FPG's previous application to acquire GTV through its wholly owned holding company subsidiary was blocked by the NCC in late April, with the regulator citing violations of the Cable Radio and Television Act (有線廣播電視法), which bars companies whose stakeholders include foreign firms, governmental entities, the military and political parties' stakeholders from investing in broadcasting companies.
Various governing bodies and government funds currently hold a 1.15 percent stake on a number of listed companies under the FPG umbrella, including the holding company applying to acquire GTV, according to reports.
In response, FPG's founding family in June formed a new investment company to oversee the acquisition of GTV through a second application to the NCC. The company is bank-rolled by NT$600 million worth of capital from members of FPG's founding family, and is headed by Wang Wen-tsao (王文潮), son of FPG co-founder Wang Yung-tsai (王永在).

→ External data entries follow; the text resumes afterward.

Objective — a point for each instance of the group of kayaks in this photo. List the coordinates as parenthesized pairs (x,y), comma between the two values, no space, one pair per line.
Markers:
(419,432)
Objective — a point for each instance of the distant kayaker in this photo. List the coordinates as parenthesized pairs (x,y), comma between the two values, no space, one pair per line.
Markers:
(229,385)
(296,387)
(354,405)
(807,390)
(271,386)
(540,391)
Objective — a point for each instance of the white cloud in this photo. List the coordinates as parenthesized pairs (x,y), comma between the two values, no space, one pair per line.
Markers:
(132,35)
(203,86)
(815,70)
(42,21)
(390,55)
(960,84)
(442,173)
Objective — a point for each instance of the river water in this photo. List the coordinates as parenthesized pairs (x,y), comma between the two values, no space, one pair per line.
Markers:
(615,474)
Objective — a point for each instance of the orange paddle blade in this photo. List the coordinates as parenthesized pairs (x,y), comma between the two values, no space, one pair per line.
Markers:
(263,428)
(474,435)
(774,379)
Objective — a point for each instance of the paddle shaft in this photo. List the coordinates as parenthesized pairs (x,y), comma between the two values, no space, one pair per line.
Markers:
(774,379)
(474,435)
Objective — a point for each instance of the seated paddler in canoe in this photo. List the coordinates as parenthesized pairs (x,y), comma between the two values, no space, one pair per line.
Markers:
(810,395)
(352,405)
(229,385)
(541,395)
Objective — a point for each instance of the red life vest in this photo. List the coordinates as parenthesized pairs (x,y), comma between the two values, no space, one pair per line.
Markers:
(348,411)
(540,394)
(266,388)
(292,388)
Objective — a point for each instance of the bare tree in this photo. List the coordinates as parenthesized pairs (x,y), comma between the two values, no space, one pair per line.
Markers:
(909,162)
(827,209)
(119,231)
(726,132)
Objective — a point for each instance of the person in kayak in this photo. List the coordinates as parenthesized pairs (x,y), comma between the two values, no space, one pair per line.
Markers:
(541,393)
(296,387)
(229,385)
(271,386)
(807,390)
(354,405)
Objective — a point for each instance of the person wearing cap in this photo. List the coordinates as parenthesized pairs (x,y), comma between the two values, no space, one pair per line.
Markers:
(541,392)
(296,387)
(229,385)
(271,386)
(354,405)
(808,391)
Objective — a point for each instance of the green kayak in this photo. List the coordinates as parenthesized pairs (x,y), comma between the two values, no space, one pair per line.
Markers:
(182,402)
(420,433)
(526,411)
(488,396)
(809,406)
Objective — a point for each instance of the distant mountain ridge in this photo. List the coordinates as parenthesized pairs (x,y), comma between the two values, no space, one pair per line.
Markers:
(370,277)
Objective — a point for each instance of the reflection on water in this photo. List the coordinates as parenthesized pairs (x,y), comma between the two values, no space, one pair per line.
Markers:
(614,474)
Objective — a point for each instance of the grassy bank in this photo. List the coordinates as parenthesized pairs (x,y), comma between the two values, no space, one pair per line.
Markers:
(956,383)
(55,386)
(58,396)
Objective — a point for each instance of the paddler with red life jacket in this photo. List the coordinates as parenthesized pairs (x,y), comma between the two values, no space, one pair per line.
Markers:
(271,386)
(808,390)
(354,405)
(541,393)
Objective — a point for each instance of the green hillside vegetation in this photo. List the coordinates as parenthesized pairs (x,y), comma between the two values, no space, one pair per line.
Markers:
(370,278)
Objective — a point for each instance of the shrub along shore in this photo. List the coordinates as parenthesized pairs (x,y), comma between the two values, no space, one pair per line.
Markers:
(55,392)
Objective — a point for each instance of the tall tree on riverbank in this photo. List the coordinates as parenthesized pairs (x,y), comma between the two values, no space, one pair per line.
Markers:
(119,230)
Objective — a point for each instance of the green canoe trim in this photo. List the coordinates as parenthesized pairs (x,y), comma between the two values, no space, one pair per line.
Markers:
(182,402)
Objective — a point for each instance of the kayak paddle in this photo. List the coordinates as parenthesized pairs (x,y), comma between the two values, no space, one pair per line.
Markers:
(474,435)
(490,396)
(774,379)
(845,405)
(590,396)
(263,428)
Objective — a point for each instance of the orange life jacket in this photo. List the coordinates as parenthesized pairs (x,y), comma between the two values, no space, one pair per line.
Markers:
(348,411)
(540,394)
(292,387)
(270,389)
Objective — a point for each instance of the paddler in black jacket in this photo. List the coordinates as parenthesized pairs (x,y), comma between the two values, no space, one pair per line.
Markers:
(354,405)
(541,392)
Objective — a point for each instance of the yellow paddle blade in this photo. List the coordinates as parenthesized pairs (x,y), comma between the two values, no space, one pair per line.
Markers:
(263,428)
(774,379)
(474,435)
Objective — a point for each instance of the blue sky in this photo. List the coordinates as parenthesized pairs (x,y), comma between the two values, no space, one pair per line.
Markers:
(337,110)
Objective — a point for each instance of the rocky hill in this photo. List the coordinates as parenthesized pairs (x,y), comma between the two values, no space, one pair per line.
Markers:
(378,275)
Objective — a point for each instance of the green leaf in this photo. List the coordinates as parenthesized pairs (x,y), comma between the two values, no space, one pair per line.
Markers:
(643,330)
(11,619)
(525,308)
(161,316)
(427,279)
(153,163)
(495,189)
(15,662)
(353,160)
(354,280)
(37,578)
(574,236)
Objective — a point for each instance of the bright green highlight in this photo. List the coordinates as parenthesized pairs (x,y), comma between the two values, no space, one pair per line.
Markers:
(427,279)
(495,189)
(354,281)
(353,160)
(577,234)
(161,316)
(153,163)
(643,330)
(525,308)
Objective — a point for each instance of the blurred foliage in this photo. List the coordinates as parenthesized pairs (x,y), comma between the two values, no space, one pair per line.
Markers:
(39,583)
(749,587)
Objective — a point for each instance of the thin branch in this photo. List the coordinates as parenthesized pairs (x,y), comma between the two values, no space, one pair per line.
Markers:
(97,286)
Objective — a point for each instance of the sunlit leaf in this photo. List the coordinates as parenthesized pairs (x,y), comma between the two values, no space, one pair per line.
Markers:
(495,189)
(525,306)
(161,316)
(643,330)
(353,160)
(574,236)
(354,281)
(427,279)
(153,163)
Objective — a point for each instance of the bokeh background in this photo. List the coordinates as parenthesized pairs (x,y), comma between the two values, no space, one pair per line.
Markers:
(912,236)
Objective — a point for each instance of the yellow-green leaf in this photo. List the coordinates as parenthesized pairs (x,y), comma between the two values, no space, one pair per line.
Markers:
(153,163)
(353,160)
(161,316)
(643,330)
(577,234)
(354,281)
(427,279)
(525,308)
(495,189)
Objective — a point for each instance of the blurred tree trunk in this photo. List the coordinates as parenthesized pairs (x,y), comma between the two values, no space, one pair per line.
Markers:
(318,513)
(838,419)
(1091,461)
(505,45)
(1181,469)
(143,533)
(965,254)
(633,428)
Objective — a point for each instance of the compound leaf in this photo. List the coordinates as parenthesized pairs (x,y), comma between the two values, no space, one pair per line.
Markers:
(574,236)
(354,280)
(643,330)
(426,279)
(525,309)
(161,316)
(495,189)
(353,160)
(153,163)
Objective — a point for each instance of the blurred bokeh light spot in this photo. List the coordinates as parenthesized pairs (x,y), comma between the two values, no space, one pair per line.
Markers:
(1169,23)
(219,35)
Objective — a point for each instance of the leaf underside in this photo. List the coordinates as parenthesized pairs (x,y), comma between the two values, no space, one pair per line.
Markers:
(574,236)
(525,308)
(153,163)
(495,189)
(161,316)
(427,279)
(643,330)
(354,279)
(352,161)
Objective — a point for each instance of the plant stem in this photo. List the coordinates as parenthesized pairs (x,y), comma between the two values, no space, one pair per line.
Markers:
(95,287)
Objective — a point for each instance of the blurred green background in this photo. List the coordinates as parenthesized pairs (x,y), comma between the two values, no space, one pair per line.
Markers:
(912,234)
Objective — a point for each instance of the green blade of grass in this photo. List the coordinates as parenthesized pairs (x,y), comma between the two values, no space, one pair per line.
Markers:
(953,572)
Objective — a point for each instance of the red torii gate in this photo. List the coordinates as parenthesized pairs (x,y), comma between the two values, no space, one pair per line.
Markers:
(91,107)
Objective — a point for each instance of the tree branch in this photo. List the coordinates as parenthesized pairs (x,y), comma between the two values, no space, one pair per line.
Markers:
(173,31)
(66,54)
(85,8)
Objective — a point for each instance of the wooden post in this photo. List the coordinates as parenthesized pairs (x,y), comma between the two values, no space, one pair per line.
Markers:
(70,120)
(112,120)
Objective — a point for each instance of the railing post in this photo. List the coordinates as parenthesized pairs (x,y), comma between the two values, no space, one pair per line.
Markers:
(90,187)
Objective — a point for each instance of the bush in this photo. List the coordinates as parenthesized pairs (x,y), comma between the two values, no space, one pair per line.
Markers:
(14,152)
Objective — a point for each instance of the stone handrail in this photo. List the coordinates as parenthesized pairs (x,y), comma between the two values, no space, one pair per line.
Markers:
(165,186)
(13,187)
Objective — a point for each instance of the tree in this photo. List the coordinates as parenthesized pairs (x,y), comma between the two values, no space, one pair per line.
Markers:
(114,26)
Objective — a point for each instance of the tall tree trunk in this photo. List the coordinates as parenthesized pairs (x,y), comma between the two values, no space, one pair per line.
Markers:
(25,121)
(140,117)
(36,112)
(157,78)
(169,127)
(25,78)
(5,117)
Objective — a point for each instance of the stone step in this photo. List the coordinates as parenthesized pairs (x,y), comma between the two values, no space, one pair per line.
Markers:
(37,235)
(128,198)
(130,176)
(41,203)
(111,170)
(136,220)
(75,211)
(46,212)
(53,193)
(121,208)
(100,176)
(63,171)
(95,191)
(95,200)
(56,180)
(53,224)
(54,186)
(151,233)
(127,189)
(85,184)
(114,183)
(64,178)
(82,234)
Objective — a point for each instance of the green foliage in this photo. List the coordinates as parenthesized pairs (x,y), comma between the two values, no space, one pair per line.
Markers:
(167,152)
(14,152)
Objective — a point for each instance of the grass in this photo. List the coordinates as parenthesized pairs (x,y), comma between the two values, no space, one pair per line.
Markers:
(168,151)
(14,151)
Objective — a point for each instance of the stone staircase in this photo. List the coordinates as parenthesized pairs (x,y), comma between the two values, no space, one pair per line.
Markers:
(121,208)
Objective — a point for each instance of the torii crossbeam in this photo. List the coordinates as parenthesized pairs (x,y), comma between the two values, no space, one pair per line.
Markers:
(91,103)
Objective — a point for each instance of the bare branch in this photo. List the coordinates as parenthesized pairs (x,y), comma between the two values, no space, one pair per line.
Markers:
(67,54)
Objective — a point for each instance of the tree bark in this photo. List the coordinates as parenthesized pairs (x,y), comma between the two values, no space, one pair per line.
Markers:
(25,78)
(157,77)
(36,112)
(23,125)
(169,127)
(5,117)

Reports indicate that GTV's current stakeholders include Galileo Holding B.V., a Holland-based company holding a 96.5-percent stake, and another company holding a 3.5-percent stake. The Wang family is poised to acquire a 100-percent stake from the companies for NT$2.88 billion, and NT$150 million for about NT$3.03 billion.
The FPG stated that the GTV bid is an investment effort by the Wang family in their personal capacity and unrelated to the company.
Meanwhile, FPG had earlier protested that the company has no control on the investment choices of governing bodies and that it is unreasonable for regulators to block the acquisition of GTV for negligible stakes held by the public sector.
The restrictive clause prohibiting investments in the media broadcasting sector has in the past decade hampered nearly 20 investment bids by enterprises. An amendment to waive investment restrictions on enterprises with less than 5 percent in government stakeholding is currently being reviewed at the Legislative Yuan.